Die rechtswissenschaftliche Fakultät muss geheime Kontakte zur Veranstaltungsagentur pflegen, anders ist nicht zu erklären, dass sie gleich ein halbes Dutzend geschliffen formulierender Jurastudenten entsenden durfte. Alle sitzen gerade und brav, mit dem Moderator vom Bayerischen Rundfunk wurde vorher diskutiert, ob man sitzen bleibt, wenn man dran ist.

Es ist so augenfällig wie schade, dass Merkel hier nur mit Bildungsbürgern redet. Was eine Friseurin oder ein Hartz-IV-Empfänger zu Chancengleichheit zu sagen hätte, wäre sicher auch interessant gewesen. Und so jemand müsste auch in Heidelberg aufzutreiben sein, der reichen 145.000-Einwohner-Stadt am Neckar, in der jeder Fünfte einen akademischen Abschluss hat.

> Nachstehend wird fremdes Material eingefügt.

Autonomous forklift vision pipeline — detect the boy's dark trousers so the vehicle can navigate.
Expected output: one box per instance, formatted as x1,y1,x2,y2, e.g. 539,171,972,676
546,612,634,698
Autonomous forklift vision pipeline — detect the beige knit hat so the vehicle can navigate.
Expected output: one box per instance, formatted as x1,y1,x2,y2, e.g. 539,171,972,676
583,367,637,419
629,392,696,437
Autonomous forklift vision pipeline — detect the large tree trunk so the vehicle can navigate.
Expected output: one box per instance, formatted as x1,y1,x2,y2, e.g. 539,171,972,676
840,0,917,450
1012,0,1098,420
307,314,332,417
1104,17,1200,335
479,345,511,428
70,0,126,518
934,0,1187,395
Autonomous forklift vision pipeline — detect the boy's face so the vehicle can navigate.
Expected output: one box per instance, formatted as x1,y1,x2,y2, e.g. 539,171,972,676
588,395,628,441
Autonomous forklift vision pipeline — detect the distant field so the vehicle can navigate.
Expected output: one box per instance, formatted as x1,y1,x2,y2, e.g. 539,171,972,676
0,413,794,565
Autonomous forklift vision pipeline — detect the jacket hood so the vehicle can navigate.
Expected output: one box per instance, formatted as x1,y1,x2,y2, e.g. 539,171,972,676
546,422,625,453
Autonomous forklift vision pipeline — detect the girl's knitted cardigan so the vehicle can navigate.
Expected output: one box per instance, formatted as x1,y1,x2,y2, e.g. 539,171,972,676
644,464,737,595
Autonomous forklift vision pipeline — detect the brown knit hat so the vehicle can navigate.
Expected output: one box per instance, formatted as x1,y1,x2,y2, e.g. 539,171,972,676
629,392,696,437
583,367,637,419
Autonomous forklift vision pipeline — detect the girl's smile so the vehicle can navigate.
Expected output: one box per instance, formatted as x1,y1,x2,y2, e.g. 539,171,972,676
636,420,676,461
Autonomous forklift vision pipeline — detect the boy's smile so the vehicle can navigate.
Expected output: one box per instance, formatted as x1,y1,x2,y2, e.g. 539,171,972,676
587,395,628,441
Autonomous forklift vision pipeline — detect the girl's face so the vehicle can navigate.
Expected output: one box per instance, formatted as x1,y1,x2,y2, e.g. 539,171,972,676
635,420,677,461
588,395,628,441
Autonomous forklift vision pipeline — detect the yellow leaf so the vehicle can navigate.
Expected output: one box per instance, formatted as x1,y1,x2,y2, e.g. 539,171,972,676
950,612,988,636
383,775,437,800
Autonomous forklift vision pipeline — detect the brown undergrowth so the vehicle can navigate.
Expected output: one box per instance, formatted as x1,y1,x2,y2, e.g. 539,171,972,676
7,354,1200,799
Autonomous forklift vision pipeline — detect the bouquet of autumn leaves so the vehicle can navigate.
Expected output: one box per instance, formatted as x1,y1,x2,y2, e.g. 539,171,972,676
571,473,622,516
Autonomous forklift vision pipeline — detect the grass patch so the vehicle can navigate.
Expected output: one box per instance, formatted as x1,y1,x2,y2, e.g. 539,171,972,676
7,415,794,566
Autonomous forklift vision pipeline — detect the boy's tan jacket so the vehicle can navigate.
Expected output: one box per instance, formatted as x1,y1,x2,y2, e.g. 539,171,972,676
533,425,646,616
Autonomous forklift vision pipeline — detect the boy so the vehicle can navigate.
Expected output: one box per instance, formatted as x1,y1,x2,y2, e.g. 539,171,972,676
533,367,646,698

„Die sind alle so erfolgreich und schlau hier“, sagt Carolin Ullrich vor der Aufzeichnung. Die 16-Jährige ist Schülersprecherin eines Gymnasiums. Sie hat die blonden Haare zu einem Knoten zusammengesteckt und ihre Hände zittern ein bisschen, wenn sie die Einladung mit dem eingestanzten Bundesadler zeigt. Alles ganz schön aufregend.

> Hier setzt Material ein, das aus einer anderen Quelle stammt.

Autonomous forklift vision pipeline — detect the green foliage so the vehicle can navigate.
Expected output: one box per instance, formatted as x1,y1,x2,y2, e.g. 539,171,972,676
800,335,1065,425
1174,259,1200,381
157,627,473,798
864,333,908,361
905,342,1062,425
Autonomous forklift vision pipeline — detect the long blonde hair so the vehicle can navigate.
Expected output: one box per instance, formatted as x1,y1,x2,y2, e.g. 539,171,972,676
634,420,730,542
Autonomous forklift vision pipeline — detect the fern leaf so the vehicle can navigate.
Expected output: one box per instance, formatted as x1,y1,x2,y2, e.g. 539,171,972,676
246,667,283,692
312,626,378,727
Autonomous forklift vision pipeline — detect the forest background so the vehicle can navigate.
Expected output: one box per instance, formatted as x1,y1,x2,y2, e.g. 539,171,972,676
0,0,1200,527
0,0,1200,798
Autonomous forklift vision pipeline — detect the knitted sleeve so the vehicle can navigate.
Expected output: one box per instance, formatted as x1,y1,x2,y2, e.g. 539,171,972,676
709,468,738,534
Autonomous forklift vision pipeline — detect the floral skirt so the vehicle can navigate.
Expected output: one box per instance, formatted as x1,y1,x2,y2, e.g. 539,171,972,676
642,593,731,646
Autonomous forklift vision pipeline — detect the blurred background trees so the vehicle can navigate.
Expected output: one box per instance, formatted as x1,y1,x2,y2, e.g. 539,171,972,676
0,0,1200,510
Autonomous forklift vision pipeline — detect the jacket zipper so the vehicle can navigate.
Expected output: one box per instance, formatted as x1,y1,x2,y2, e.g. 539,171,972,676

Ullrich hat Glück. Merkel nimmt sie dran. Es muss mehr Schüleraustauschprogramme mit dem Ausland geben, mehr Möglichkeiten für ein freiwilliges soziales Jahr in anderen Ländern, sagt sie. Applaus. Als sie erzählt, dass ihre eigene Schule mehrere Partnerschulen hat, sagt Merkel: „Na, das ist ja schon mal gut.“

Nachfragen, ein längerer Austausch ist in diesem Dialog nicht vorgesehen. Es muss zack, zack gehen, das hat der Moderator vorher allen eingebläut. Wenn jetzt Zeit für ein Gespräch wäre, würde Merkel erfahren, dass Ullrich sich selbst nicht die Zeit für ein Auslandsjahr nimmt. Sie will Psychologie studieren, der Numerus clausus liegt knapp über 1.Viele junge Leute leiden unter dem Leistungsdruck und haben Angst vor der Zukunft, sagt Ullrich in der Pause. Sie selbst auch.

Die Kanzlerin wird das leider nicht erfahren.